Goals

Although NOAA and other resource managers have made significant progress in marine mammal assessments, reducing the uncertainty about the cumulative effects from multiple stressors will improve their science-based decision-making process.

For example, common bottlenose dolphins in coastal waters near Houston, TX are exposed to multiple chemical contaminants, as well as stress from other natural (e.g., freshwater inundation from Hurricane Harvey) and anthropogenic (e.g., vessel traffic and construction noise) events.

This workshop will establish a multi-disciplinary working group of technical subject matter experts, regional stakeholders, and resource managers to build a framework that will help decision makers evaluate the relative impacts of:

1) individual stressors

2) their cumulative effects on dolphins at both the individual- and population-level.

We will focus on the Houston area as a prototype application, but consider expanding to other areas and challenges as we build the framework.

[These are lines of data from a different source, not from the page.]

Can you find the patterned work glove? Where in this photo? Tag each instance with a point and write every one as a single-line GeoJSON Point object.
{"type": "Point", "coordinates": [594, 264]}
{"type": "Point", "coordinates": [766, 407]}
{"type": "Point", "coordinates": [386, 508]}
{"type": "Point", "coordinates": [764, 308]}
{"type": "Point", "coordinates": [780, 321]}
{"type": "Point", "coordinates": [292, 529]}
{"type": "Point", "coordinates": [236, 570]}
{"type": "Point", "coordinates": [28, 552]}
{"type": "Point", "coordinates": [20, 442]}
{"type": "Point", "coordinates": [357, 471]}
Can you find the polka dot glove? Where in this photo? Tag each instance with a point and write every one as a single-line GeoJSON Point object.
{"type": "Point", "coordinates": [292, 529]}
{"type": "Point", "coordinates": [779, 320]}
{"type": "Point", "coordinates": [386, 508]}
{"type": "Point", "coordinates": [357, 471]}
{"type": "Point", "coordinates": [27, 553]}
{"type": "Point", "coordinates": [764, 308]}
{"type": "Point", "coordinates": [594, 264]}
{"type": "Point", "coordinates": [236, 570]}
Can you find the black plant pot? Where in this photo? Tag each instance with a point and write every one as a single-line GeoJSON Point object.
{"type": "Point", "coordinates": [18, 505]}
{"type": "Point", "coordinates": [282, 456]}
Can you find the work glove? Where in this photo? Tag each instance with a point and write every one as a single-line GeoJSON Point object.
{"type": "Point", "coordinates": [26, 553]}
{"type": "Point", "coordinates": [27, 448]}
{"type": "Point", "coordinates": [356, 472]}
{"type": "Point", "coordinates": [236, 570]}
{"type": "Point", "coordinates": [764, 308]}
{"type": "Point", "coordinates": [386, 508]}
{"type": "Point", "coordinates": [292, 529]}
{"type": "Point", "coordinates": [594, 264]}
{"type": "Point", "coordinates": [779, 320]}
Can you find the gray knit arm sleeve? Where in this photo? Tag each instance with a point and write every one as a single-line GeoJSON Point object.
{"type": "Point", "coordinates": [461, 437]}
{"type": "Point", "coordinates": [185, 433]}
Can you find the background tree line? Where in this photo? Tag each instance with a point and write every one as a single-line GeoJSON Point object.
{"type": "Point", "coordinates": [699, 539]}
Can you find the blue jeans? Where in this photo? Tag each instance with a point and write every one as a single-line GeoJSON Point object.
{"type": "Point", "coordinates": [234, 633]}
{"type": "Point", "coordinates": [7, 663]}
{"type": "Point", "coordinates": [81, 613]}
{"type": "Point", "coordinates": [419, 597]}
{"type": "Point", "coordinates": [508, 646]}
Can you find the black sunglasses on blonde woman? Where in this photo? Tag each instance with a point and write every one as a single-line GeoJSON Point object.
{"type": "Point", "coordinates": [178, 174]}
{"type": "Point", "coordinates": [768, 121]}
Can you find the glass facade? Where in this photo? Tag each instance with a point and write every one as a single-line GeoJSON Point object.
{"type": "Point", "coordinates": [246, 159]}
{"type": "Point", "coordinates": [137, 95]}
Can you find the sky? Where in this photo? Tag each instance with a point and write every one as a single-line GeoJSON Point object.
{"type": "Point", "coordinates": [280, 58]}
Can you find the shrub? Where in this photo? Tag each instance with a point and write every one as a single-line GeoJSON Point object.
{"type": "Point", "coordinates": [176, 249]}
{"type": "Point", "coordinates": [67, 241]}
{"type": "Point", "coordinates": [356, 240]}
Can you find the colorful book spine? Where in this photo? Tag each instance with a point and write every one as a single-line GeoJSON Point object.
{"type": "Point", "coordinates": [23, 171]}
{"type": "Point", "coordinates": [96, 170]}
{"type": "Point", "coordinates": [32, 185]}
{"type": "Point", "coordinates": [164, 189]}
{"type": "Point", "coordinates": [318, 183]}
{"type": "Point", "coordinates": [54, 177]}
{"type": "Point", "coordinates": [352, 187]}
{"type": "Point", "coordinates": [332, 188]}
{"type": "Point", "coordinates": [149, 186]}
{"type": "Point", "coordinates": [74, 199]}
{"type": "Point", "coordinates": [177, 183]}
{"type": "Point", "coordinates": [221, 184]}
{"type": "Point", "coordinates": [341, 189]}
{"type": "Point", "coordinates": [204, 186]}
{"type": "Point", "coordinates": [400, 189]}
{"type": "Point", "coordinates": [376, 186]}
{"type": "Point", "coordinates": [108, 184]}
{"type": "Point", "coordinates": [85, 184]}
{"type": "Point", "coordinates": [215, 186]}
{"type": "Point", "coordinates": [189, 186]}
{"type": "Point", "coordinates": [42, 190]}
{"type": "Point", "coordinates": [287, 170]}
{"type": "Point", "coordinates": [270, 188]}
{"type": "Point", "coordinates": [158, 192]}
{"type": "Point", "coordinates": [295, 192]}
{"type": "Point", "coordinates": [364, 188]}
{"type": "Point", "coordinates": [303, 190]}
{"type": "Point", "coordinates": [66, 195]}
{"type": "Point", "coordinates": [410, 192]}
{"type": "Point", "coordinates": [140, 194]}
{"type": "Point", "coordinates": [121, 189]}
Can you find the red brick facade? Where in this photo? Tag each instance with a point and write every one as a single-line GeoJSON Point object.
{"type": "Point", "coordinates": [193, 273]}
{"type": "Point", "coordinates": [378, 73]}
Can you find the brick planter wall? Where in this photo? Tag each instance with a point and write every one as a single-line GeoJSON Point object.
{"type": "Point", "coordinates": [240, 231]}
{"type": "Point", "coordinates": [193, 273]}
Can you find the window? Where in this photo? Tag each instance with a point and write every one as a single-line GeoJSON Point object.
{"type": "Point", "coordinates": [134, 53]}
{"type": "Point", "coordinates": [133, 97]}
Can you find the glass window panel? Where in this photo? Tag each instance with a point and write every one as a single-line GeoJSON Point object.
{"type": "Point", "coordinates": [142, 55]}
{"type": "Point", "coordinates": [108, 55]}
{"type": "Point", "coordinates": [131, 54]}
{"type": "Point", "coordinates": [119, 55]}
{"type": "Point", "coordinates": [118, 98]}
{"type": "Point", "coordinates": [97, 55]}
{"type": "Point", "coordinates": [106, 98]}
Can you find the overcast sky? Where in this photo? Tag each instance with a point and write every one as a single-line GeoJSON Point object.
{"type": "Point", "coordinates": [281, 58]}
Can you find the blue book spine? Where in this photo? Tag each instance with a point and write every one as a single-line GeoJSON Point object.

We will construct our framework following recommendations from the report of a National Academies panel on Approaches to Understanding the Cumulative Effects of Stressors on Marine Mammals. For example, we will assess how stressors may or may not interact using the decision tree below (source) or whether modifications to the tree need to be made to address NRDA and other decisions by resource managers.

In addition to a multi-day workshop spent designing a project plan using existing data, the group could serve as an ongoing source for marine mammal resource managers in tailoring the model to future rapid or long-term decision-making throughout the Gulf of Mexico and US waters.